The Gulf of Alaska is a complicated physical oceanographic system that supports economically important fisheries and ecologically important wildlife areas. The Alaska Current, which runs northwestward along the eastern shelf-slope boundary, and the Alaskan Stream, which runs southwestward along the western shelf-slope boundary, both support an energetic open-ocean mesoscale circulation. These mean flows are thought to be driven mainly by wind-stress curl forcing, while the eddies develop as a consequence of baroclinic instability of the mean flows, fluctuating wind stress forcing, and the arrival of remotely driven coastal waves. The Alaska Coastal Current, which winds and meanders along the shelf through numerous straights and islands, is thought to be driven by both coastal fresh-water discharge and wind stresses. An interesting aspect of the large-scale circulation of the Gulf of Alaska is that the open ocean interior is generally an upwelling region, while the coastal regions are generally downwelling. Even so, primary productivity is highest in the coastal regions, which sustain a rich and diverse ecosystem. The mechanisms by which the physical environment affects the productivity of this biological system are complicated and poorly understood. Some of these mechanisms involve cross-shelf mixing processes in which mesoscale eddy variability mix open-ocean nutrient rich waters with shelf waters that contain iron.

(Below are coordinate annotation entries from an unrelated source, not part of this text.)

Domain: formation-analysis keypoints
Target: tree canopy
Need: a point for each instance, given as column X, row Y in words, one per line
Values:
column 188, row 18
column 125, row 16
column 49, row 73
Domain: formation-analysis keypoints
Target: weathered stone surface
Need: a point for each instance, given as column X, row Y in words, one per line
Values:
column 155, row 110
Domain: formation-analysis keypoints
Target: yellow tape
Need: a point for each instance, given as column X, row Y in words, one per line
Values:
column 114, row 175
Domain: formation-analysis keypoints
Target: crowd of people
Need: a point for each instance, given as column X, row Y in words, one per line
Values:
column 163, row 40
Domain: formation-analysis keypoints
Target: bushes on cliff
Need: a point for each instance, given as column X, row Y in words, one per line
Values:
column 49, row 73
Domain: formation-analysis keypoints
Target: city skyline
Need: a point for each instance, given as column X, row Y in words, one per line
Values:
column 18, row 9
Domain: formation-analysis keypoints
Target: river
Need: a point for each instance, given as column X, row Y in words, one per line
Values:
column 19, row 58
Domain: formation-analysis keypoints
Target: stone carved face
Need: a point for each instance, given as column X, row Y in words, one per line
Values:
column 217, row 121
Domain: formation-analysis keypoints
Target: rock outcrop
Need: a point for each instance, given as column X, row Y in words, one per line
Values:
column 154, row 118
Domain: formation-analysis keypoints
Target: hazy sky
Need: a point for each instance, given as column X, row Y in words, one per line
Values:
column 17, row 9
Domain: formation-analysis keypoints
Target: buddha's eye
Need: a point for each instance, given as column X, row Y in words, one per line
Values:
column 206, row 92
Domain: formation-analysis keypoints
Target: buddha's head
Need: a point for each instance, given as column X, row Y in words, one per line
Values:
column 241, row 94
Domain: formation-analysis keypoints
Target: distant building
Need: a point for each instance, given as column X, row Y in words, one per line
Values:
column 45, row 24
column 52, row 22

Intellectual Merit: The ocean circulation of the Gulf of Alaska will be studied using a combination of eddy resolving ocean models, observational analyses and ocean data assimilation products to elucidate the dynamics that control the mean, mesoscale variability and interannual to interdecadal climate variations of the Alaska Current, the Alaskan Stream, as well as the broader-scale interior gyre flows. The eddy-resolving model runs (using the Regional Ocean Modeling System) will incorporate the effects of wind stresses, surface heat fluxes, surface/coastal fresh-water fluxes, and open-ocean boundary fluxes in various combinations to establish the sensitivity of the model mean and mesoscale fields to changes in these forcings as part of the seasonal cycle and as components of climate variations. The study of the ocean analysis products will provide a baseline of model-data compatibility to help link the very limited hydrographic dataset to the dynamically consistent eddy-resolving simulations. The results of the physical oceanographic analysis will be applied in several ways to understand the complicated biological oceanography of the region. This will include analyzing mixed-layer depth variations, computing cross-shelf particle transports, allowing passive tracers to advect and diffuse laterally and vertically, and incorporating simple ecosystem models in the physical model runs. The results will help us to understand the mechanisms that control the seasonal variability of the productivity of the Gulf, the processes that maintain high productivity on the shelf, and the reasons for interannual to interdecadal variations in productivity that affect higher trophic levels, like pelagic fish populations and Steller sea lions.
Broader Impact: This research has broader impacts in that it is relevant to commercially important fisheries management (which must deal with decadal variations in fish populations), it may help to untangle the mysteries behind the decline of Steller sea lion populations (a protected marine mammal), which in the 1990's were reduced to 20% of their numbers of the 1970's, and it may contribute to a better understanding of climate variability and predictability (which may influence socially important industries like agriculture and energy production). A graduate student and post-doc will receive training is sophisticated numerical modeling and data assimilation techniques.